La selección se ha clasificado y nos vamos a Francia. Lo hacemos segundos y con muchos apuros tras la intratable Serbia, que estaba en todas las quinielas como favorita para llegar a la final seguida de la selección, que también estaba como favorita, aunque ahora las apuestas ya no se pagan 3 a 1, sino 5 a 1 igual que a Grecia. Y estaba como favorita por dos razones: la presencia de 4, cuatro, jugadores del Madrid más Mirotic a los que les había tocado la suerte de la tómbola porque Pau Gasol había asegurado su participación en el europeo.

No soy del Madrid, lo confieso, pero no soy tonto. Finalizado el ciclo de los juniors de oro tras la debacle del mundial, las suertes pasan por donde están los campeones de Europa, que desplegaron el año pasado uno de los mejores baloncestos que se han visto desde hace muchísimo tiempo y a los que la rotura en el dedo de Rudy les privó de mayores éxitos. Jugadores que lo dan todo en la cancha y que son gente normal. Que viven cerca de Fuentealbilla y que no tienen el glamour, que se gasta en la NBA ni en las calles céntricas de Milán, porque se dedican a su oficio: catar cepillos de escoba con los que barrer la pista a toda velocidad.

Y, salvo en el partido contra Turquía, el juego ha sido más bien pobre, lento y pesado. Como se ha vuelto el juego de Pau Gasol, que ya no corre ni defiende. Sin embargo, Pau es Mónica Bellucci y su título de máximo anotador español de todos los tiempos en un europeo, y tercero de los jugadores de toda Europa tras Parker y Nowitzki, así lo atestigua.

Pero, por el momento, se cuestiona a jugadores como Llull, al que parece que se le busca saber si está deprimido porque el clima alemán no es tan soleado como el de Madrid o porque tiene una china en la zapatilla que le pica constantemente y que no le deja jugar como sabe. Lo mismo para el Chacho o para Rudy, aunque este tiene dolencias en la espalda. Cuando, la verdad, es que no corren, no corren y no corren, fundamento esencial del Madrid de los éxitos: barrer la pista a la máxima velocidad posible haciendo que la acción ofensiva empiece desde que el base recibe el balón tras un rebote o después del saque fondo tras una canasta. El Madrid ataca desde el primer bote y luego si no puede se lo piensa. La selección se lo piensa y se lo piensa, espera que Pau se coloque, y luego ataca con Monica Bellucci como estrella principal.

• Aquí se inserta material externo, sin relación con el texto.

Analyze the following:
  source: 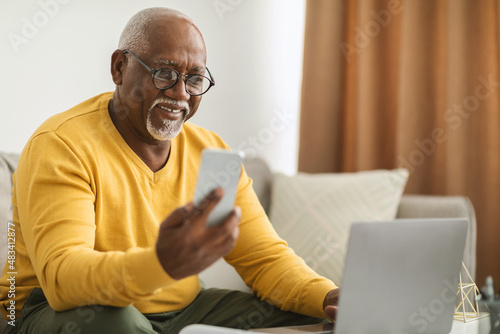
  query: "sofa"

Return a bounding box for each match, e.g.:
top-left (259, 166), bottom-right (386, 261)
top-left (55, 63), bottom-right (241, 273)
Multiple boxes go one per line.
top-left (0, 153), bottom-right (476, 332)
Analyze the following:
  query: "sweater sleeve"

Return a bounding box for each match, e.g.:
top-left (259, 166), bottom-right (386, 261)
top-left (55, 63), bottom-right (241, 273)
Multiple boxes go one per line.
top-left (14, 132), bottom-right (176, 311)
top-left (226, 167), bottom-right (337, 318)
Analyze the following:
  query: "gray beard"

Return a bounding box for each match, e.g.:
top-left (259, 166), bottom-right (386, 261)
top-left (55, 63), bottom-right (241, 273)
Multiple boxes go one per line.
top-left (146, 110), bottom-right (186, 141)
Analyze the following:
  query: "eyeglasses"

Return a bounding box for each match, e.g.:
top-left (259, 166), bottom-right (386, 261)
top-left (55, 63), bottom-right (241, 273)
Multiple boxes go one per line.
top-left (122, 50), bottom-right (215, 96)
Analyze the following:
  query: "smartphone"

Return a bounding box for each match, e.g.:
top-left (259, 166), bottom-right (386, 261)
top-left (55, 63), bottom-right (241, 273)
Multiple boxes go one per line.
top-left (193, 148), bottom-right (244, 226)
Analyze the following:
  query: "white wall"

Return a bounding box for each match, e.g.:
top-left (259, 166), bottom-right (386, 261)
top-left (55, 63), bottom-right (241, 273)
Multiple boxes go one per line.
top-left (0, 0), bottom-right (305, 173)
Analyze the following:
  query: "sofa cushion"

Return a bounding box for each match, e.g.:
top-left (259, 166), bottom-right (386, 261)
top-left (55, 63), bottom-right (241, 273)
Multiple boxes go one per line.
top-left (270, 169), bottom-right (408, 285)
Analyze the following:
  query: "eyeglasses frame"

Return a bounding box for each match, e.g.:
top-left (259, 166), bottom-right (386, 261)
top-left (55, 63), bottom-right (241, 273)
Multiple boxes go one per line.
top-left (122, 50), bottom-right (215, 96)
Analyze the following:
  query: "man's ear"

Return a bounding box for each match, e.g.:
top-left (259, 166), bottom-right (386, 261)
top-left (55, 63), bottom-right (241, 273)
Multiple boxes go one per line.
top-left (111, 50), bottom-right (126, 85)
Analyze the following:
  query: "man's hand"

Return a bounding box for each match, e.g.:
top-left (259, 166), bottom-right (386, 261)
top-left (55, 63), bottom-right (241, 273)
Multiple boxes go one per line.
top-left (323, 288), bottom-right (340, 319)
top-left (156, 188), bottom-right (241, 279)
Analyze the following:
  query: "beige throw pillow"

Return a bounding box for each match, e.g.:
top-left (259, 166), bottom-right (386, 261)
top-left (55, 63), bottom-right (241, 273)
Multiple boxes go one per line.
top-left (270, 169), bottom-right (408, 286)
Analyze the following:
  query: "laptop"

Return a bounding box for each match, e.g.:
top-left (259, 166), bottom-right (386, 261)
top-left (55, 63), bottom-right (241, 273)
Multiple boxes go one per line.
top-left (253, 219), bottom-right (468, 334)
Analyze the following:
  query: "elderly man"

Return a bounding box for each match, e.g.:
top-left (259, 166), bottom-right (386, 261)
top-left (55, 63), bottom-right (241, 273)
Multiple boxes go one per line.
top-left (0, 8), bottom-right (338, 334)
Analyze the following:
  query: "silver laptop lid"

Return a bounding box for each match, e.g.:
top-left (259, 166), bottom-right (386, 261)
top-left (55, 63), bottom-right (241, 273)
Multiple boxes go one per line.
top-left (335, 219), bottom-right (468, 334)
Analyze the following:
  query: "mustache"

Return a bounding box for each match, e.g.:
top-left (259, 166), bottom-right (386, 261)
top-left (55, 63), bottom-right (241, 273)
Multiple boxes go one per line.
top-left (149, 96), bottom-right (191, 116)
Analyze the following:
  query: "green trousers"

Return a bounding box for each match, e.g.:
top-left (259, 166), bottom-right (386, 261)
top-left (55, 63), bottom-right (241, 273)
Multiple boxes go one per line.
top-left (4, 288), bottom-right (329, 334)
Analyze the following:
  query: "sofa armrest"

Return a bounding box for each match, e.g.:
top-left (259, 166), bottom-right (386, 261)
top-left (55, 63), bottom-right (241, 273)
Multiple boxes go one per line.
top-left (397, 195), bottom-right (476, 279)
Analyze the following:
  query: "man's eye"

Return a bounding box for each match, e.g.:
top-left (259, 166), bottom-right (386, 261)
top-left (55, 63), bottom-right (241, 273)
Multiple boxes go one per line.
top-left (188, 75), bottom-right (203, 87)
top-left (155, 70), bottom-right (177, 81)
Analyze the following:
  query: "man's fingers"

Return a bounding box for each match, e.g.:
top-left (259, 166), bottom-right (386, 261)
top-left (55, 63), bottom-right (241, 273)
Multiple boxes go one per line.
top-left (325, 305), bottom-right (338, 320)
top-left (206, 207), bottom-right (241, 248)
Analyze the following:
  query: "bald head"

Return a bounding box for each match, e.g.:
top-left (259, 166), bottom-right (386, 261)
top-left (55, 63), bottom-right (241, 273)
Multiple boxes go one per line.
top-left (118, 7), bottom-right (203, 54)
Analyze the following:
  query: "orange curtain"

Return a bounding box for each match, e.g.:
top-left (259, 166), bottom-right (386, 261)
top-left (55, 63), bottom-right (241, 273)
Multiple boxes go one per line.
top-left (299, 0), bottom-right (500, 283)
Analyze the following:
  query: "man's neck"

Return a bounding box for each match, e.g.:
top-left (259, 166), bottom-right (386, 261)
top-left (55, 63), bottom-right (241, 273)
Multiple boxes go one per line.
top-left (108, 99), bottom-right (170, 172)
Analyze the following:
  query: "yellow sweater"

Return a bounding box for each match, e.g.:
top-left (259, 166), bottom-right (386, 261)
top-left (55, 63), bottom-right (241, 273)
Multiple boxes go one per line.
top-left (0, 93), bottom-right (335, 318)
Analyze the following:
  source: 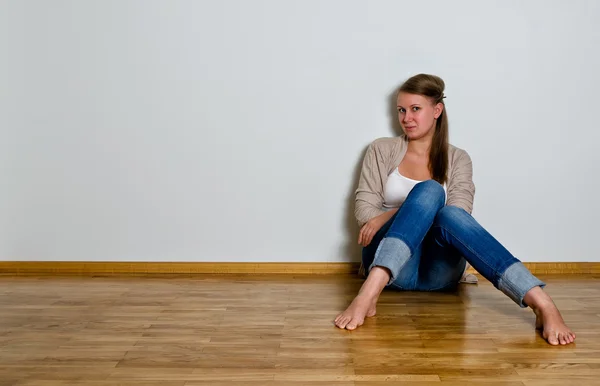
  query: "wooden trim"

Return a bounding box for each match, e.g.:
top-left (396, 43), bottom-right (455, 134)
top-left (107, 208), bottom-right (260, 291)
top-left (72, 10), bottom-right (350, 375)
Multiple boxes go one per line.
top-left (0, 261), bottom-right (600, 276)
top-left (0, 261), bottom-right (359, 276)
top-left (467, 262), bottom-right (600, 275)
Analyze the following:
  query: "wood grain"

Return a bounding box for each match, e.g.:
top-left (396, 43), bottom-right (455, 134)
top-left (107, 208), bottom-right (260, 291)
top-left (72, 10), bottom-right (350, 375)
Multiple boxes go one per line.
top-left (0, 261), bottom-right (600, 276)
top-left (0, 274), bottom-right (600, 386)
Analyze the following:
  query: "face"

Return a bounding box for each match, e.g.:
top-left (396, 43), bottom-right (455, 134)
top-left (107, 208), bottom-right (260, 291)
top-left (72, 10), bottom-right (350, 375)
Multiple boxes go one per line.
top-left (397, 92), bottom-right (443, 140)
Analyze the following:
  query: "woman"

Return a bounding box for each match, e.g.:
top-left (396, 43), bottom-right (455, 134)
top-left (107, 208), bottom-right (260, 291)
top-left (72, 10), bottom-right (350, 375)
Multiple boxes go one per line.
top-left (335, 74), bottom-right (575, 345)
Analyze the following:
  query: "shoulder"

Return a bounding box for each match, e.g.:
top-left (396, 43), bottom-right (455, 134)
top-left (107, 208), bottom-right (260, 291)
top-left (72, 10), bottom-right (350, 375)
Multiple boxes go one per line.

La cuestión es clara. Nos vamos a Francia y nos vamos a cenar con la Bellucci. Pero la historia no es tan simple, ya que en el camino de ida de los cuatro madridistas desde Fuentealbilla se les unió el 22 de mayo Scariolo. No, no se confundan no es que Scariolo les convocase, es que Sáez  le dijo a Scariolo que se pegase y se fuera también a cenar con ellos a Paris.

Porque la cuestión es muy simple visto el juego desarrollado y la poca alegría que hay: les ha tocado el premio de cenar en Francia con Pau Gasol, pero en el camino se les ha unido una carabina que tiene reparos en acostarse con jugadores que llevan un anillo llamado Pablo Laso.